僕の場合は前にバイトをしていた某チェーンの都心の店舗だった。カフェと言うよりかはビジネスマンが多いので早くメニューを提供しなければならない。おおよそゆったりとした雰囲気とはかけ離れたイメージ。店内の装飾で一般的なおしゃれな「カフェ」の雰囲気を醸し出すようにしてあるが、お客が並び右から左に流れていくさまはベルトコンベアーの工場のようだったし、体裁はともあれ、もはやファーストフードといったほうがいいのではないかと思う。
ああいった場所はおそらく「効率重視」のデザインなんじゃないかと思うのだ。おそらくターゲットがサラリーマンだから短時間で食事を済ませることに特化されている。仕事の休憩や出社前にスピーディーに出されたコーヒーと食事を食べ、スマホでニュースを見ながら喫煙室でタバコを一服、こんなイメージだ。実際、こういうお客さんは多いように見受けられた。
そして店側も回転率を上げることで利益を上げるという目的に特化した結果こういった場所になったんじゃないのかと思っている。
これはカフェに限った話ではなく、目的がまずあった上でそれに最適な形で無駄なく場が整えられている。そんな気がするだけかもしれないけど。これは悪いことではないし、むしろスムーズなサービスや体験の提供ができるから良い側面もある。ただ全てにおいて無駄がない生活を提供されたら耐えられないはず。四六時中、自分の頭で考えた目的のみを追い続けるのはストイックがすぎる。

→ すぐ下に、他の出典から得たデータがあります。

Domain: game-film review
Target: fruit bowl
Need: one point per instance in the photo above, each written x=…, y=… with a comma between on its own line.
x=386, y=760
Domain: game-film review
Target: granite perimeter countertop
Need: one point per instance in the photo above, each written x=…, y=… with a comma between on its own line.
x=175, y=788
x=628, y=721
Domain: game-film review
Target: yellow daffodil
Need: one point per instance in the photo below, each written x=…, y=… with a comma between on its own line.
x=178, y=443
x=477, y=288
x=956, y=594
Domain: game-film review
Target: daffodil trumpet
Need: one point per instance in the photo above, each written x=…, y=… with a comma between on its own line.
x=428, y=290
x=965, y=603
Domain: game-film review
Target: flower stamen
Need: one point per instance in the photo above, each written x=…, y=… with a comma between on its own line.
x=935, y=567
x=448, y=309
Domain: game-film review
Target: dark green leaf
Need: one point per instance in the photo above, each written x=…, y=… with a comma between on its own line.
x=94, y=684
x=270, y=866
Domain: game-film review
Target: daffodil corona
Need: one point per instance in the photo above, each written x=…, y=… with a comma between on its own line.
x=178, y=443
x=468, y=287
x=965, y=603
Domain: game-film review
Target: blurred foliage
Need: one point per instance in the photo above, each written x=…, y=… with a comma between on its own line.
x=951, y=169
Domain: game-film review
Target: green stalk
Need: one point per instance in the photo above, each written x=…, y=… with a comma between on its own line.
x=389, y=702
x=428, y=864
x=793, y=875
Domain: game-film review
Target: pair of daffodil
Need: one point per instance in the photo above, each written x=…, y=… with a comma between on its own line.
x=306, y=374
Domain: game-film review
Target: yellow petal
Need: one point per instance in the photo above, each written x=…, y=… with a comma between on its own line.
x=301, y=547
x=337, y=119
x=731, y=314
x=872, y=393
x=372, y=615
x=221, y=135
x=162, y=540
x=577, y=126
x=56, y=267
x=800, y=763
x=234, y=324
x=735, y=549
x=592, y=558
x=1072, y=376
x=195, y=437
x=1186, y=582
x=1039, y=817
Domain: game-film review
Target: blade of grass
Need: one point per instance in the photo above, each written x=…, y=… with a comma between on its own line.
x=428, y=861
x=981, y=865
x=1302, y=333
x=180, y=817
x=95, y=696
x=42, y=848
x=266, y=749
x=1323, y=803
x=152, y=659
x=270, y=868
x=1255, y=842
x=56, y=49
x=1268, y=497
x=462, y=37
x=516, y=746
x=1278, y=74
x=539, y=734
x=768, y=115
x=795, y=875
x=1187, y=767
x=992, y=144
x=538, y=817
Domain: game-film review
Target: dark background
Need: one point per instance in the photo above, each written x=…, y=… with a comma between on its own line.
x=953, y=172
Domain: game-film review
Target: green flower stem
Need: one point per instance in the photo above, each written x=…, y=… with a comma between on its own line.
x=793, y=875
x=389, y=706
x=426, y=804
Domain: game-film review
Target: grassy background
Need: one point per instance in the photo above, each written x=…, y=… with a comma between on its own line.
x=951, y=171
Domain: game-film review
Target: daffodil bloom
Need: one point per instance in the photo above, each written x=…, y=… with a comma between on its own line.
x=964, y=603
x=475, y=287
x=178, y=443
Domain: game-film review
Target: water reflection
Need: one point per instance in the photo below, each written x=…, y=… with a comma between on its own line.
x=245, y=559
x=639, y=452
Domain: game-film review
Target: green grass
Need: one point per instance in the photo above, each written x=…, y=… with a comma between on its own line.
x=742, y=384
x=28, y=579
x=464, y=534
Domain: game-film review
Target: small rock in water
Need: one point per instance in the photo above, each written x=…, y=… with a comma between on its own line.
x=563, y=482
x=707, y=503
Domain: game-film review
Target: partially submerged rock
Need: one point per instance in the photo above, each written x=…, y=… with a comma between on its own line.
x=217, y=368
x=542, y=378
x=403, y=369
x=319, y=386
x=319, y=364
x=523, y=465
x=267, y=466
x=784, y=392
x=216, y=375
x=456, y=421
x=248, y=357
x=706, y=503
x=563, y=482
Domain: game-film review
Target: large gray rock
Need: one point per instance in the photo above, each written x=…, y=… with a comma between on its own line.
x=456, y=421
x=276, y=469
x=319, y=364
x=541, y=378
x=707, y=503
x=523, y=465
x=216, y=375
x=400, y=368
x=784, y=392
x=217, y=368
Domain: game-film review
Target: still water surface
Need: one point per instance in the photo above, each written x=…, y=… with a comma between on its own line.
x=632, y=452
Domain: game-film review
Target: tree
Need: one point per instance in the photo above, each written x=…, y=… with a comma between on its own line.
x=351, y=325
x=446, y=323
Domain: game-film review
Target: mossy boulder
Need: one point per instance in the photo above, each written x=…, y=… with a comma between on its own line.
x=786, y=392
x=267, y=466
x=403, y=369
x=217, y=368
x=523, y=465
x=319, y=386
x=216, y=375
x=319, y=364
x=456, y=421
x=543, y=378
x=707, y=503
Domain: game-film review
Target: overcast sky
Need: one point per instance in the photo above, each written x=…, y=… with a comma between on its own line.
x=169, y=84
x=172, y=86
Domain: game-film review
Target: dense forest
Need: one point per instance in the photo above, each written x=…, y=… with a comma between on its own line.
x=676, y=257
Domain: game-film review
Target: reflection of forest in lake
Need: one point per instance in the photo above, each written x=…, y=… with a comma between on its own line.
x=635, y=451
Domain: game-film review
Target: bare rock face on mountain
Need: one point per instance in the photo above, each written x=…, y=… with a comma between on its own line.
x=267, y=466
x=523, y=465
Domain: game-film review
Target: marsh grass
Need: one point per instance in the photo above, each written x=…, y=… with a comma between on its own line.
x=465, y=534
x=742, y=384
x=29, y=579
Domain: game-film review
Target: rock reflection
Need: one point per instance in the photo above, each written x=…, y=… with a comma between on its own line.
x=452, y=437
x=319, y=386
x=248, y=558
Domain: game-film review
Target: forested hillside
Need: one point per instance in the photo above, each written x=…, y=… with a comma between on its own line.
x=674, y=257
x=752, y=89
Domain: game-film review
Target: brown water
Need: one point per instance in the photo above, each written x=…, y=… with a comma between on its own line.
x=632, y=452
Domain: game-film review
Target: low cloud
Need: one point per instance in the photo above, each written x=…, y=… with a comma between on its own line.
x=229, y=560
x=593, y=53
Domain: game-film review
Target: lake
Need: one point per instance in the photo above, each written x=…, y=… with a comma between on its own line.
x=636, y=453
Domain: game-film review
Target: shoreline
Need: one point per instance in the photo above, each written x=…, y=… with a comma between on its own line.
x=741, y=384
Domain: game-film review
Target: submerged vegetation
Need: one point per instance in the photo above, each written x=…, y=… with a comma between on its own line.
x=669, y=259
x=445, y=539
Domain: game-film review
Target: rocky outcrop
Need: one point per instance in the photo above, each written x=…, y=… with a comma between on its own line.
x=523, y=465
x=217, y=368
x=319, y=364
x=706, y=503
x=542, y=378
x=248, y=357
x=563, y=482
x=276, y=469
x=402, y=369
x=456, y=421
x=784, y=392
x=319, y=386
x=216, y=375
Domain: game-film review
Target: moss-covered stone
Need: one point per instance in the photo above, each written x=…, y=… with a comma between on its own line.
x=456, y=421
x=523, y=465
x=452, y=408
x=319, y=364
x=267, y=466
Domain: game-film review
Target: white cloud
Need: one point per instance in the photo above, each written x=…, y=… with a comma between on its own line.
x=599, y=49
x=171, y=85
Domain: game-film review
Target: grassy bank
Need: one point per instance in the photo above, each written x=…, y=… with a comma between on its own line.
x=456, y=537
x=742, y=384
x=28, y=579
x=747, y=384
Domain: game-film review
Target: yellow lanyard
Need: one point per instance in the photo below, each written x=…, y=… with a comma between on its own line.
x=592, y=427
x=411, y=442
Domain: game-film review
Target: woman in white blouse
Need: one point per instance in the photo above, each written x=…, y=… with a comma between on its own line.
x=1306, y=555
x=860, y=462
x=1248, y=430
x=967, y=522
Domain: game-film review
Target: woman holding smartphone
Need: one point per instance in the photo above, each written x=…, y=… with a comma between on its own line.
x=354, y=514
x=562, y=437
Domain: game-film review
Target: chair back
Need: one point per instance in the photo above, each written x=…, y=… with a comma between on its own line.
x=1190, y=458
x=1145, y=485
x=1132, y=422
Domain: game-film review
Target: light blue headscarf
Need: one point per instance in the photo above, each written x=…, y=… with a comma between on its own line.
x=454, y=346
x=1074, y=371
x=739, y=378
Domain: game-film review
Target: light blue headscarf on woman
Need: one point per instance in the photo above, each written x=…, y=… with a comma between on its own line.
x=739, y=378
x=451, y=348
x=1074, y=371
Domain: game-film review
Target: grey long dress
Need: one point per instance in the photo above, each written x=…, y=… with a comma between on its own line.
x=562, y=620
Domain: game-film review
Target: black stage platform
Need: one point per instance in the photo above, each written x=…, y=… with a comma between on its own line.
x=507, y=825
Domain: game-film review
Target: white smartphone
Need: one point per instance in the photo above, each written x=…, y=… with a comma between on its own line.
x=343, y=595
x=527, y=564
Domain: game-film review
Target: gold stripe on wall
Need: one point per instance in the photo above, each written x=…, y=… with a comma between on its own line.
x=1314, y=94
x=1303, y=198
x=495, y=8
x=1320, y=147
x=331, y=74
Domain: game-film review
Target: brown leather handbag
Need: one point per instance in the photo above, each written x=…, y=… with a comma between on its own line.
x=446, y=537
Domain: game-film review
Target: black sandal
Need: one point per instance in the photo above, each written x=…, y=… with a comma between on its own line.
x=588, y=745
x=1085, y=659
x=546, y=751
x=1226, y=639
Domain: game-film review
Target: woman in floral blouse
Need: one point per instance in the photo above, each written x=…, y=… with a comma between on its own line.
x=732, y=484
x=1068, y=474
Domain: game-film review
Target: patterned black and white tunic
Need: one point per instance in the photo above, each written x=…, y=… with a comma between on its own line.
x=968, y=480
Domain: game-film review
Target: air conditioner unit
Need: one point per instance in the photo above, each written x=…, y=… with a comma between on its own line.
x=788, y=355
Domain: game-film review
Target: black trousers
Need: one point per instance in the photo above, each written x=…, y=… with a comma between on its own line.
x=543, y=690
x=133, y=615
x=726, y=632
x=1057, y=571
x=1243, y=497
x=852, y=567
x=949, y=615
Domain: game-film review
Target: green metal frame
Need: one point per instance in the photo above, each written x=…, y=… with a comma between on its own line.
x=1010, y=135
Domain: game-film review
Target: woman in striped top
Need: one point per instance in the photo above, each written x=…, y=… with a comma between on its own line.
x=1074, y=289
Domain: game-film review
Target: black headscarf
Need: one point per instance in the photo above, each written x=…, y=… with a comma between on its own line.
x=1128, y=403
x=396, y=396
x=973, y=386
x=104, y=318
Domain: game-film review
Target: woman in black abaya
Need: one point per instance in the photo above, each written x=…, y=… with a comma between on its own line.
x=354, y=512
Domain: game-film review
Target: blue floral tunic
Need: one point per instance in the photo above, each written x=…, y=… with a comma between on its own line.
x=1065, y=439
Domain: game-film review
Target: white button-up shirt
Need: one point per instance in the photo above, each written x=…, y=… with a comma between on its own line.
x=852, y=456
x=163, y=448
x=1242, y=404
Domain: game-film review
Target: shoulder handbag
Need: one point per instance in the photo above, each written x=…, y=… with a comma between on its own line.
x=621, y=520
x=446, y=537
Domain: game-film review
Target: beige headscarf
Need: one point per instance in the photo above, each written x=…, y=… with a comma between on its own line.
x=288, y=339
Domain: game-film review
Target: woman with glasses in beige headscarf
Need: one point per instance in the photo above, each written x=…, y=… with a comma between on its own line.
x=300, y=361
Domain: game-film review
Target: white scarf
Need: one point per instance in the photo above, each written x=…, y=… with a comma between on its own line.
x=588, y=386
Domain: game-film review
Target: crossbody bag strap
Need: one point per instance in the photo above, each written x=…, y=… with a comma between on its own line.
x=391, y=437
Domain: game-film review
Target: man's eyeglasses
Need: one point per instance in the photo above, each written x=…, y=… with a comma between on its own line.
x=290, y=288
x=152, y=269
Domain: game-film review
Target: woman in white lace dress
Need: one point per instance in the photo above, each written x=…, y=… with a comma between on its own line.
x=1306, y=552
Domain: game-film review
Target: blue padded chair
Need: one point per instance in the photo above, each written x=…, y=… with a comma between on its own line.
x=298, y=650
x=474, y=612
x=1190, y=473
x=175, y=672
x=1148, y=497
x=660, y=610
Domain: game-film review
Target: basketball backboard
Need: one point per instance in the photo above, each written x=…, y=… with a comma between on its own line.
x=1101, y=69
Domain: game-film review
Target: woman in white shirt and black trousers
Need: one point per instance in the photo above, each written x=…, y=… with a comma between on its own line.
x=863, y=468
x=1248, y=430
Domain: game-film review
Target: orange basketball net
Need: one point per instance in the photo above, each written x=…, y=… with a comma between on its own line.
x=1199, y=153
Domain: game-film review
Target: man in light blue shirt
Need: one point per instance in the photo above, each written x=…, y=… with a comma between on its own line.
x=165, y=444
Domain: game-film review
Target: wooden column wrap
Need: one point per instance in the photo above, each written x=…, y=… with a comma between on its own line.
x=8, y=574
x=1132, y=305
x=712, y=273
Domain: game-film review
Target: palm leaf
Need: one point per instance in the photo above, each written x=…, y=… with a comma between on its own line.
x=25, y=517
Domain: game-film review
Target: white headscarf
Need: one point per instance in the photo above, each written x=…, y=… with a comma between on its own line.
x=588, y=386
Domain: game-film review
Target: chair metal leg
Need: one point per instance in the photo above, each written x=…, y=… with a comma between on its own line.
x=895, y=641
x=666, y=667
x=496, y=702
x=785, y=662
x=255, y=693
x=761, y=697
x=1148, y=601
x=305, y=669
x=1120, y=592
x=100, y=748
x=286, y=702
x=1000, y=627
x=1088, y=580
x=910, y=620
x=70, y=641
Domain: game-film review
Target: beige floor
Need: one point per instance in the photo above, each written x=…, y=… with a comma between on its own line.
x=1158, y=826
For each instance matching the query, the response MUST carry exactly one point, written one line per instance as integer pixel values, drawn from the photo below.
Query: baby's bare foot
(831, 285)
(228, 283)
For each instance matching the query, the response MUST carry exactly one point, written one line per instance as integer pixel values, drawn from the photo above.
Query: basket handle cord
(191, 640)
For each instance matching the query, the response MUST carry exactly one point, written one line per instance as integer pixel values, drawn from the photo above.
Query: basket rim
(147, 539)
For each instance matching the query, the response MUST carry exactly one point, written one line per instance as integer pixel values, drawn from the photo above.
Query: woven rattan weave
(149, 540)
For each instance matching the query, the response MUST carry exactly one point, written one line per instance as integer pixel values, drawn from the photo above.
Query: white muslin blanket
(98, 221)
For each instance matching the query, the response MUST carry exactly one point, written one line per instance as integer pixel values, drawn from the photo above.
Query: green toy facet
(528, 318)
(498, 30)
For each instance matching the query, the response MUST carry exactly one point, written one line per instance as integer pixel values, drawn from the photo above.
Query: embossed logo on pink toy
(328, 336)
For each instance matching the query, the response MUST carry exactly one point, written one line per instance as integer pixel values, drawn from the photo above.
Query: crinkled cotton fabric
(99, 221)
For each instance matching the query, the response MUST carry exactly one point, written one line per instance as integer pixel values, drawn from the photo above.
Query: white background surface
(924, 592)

だから目的のない「余白」が必要だと思うのだ。なにやってもいい、人と交流しててもいいし、しなくてもいい。そういう意味で今回紹介されていた。パリのカフェはいい場所だと思った。個人でくつろぎやすいように席が離れているフロアがあったり、逆にカウンターで知らない人と話していてもいい。
さらにもしかしたら、新しいものに出会えるかもしれない。例えば、僕は先月、南池袋公園ののNest marcheに行ってきたのだが、そこでお茶をテーマに地域活性を目指す「井の頭千人茶会」の存在を初めて知って、主催者の高橋さん、溝上さんとお話し、ボランティアとしてイベントに参加した。
普段の仕事の生活、もしかしたら家庭でも合目的になっているため、その目的に合っていない情報や人と出会う機会はゼロではないにしろ少ないよなぁと思う。
一人でくつろぐにしろ、交流ををするにせよ、友人と話すにせよ、コーヒーさえ頼んでしまえばどのように過ごしてもいい空間、目的を持たない「余白」の空間。近所にほしい。
都内でもオープンスペースとして団体向けに自由につかっていい場所はあるが、個人でそのような場所はあるのだろうか。調べてみて行ってみるのも面白いかも知らない。